Additional details, again, i just replaced the indoor blower motor due to a failed front bearing, replaced capacitor. Indoor coil looks OK too. Outside, i hosed off and vacuumed the compressor unit, and changed out a weak capacitor. The contactor is aging but works perfectly fine, visually inspected it as it turned on and off. Air filter is clean and is replaced regularly. The contactor is getting 240v and the defrost board is also getting 24v.

My obvious observation is when the system is running in heat mode, not on the first start-up, the contactor is not getting a signal to activate the outside system. What could cause this condition? what would cause aux heat to no longer automatically switch on? Am I looking at a bad defrost board outside? With the indoor furnace working fine as well as all the fan controls I am inclined to say that part is working fine and the only electronics or parts are on the outside unit. I am convinced that the problems lies outside. To my knowledge, the outdoor unit has never frozen over. Last thing, the LED on the indoor board has not indicated any faults, its a solid red LED all the time.

Any help is appreciated. I've searched a bit but didn't find any answers. If I've missed a previous thread, please point me in that direction and will try what is recommended there.


----------



## Done That (Apr 28, 2011)

So maybe start checking the Tstat outputs for 24V signals. For example, is there a Y1 compressor call at the outdoor unit when the thermostat has it's pump heat icon active? The defrost board only calls for back-up heat during a defrost...normal back-up/emergency heat is called for by the W1 output of the thermostat, or the E emergency terminal (sometimes these are jumpered together anyway).

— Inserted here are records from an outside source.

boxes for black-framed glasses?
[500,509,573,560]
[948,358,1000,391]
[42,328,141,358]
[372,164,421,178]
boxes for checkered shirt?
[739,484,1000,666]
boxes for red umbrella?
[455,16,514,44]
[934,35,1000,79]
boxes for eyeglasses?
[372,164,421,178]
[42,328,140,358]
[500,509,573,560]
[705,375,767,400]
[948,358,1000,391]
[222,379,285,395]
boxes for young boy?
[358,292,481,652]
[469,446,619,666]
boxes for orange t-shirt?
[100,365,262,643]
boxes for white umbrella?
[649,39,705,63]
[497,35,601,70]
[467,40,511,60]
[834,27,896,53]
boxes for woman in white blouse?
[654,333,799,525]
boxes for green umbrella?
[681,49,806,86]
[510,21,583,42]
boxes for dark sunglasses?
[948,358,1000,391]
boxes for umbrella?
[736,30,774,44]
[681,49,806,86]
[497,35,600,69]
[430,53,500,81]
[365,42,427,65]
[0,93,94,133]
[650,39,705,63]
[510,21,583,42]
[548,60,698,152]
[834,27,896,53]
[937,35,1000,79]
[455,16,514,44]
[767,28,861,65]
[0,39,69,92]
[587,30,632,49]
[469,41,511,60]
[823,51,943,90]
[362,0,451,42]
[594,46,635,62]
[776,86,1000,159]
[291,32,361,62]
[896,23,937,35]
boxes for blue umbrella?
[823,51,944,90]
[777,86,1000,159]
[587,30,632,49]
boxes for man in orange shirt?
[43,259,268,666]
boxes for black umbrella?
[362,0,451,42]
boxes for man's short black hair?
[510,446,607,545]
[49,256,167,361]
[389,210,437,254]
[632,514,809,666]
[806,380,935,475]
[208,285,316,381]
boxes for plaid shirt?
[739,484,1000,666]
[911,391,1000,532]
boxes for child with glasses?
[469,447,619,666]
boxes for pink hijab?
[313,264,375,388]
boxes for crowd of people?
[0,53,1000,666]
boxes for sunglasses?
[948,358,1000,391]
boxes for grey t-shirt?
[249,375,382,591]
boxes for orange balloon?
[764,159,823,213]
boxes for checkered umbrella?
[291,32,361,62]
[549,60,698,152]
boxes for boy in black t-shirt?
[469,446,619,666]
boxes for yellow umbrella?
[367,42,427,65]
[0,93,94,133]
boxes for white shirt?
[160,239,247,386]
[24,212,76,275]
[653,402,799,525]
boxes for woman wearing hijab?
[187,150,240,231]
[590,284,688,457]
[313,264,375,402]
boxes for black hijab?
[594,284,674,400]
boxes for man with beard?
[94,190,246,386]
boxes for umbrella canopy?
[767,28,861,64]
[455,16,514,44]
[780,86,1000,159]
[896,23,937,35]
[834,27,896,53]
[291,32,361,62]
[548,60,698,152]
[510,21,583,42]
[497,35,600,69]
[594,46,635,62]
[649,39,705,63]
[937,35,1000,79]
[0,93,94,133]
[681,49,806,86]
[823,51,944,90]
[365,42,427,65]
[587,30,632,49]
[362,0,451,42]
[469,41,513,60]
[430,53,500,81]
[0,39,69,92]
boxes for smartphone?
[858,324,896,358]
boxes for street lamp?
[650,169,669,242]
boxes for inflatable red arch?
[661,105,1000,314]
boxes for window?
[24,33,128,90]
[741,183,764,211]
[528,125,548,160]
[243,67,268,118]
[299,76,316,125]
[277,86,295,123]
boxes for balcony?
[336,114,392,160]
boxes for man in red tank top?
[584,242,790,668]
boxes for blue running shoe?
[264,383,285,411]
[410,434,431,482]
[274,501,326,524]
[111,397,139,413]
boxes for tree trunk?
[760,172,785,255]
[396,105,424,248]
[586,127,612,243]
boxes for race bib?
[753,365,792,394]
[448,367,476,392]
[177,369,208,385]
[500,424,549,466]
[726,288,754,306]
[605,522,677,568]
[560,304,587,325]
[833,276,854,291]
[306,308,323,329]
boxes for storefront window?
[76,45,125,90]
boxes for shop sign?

Sometimes outdoor units that run and then stop are tripping on their internal protector..due to issues like low refrigerant charge. When the protector resets the units can run again. In summer it can take hours for a reset...but you had no summer cooling issues so this doesn't appear to be your issue.

I lean to someting inside / Tstat / wiring.


----------



## johnniebravo (Oct 4, 2011)

I am leaning towards something inside too especially since the thermostat no longer automatically switches over to aux/e-heat on its own anymore. Is there a chance I have a low charge that is sufficient for summer cooling but not good enough for effective heat during cold months?

By compressor call? Do you mean does the unit outside get a 24V signal at the circuit board? I am also going to assume Y1 = the Yellow labeled terminal.

The defrost board also seems to serve as the brain for the outdoor unit. Is this a correct assumption?

A few additional details, the heat pump model # is: CHP242AKA1

The board in the outside unit is: ICP Products Defrost Control Board 1069364


----------



## Doc Holliday (Mar 12, 2011)

I'd start off with the stat as well as in replacing it. You did say you had no cooling issues which would lead me to believe all is well although if you had a lineset problem such as a stuffed drier then that could lead to pressure switch problems which would cut off the outside unit.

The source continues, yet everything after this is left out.